Java had a long tradition of longhand writing and manuscript copying, using a wide variety of materials. It continued even when printed books became common, right up to the 1930s. The professional scribes employed by courts or religious centres might chisel text onto stone, inscribe it on copper plates, engrave it on bamboo cylinders, write it on folding palm leaves, or use 'conventional' European paper.

Qur'an manuscripts in the Malay world were written on paper.

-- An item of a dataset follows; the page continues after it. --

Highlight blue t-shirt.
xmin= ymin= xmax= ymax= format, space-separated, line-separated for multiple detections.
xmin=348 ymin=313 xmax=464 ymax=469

Being locally produced, the paper used for Qur'ans in Java was of a particular kind called dluwang, made from the beaten bark of the mulberry tree.


Villagers going to market in 19th-century Java, from a book of drawings organised by Colin Mackenzie

What is on these pages?

These pages contain Chapter 1, al-Fatihah, the opening of the Qur'an, and the beginning of Chapter 2, al-Baqarah.

Al-Fatihah is recited as part of the salat, the ritual daily prayers performed five times by every Muslim as part of the Five Pillars of Islam.

Al-Baqarah is the longest chapter in the Qur'an, with 286 verses. Its name refers to a dispute in the chapter between Moses and the Israelites over the sacrifice of a gold-coloured heifer intended to reveal the identity of a murderer.

How did Islam come to Java?

Islam came gradually to Indonesia, of which Java is the biggest island, from about 1200 with Muslim traders. By the end of the 16th century, Islam was established on Java and Sumatra. Indonesia is now the world's largest majority-Islamic country: nearly 90 per cent of its population of 245 million are Muslims. The vast majority are Sunni. A notable exception to the predominance of Islam in Indonesia is Bali, where over 90 per cent of the population of three million are Hindu.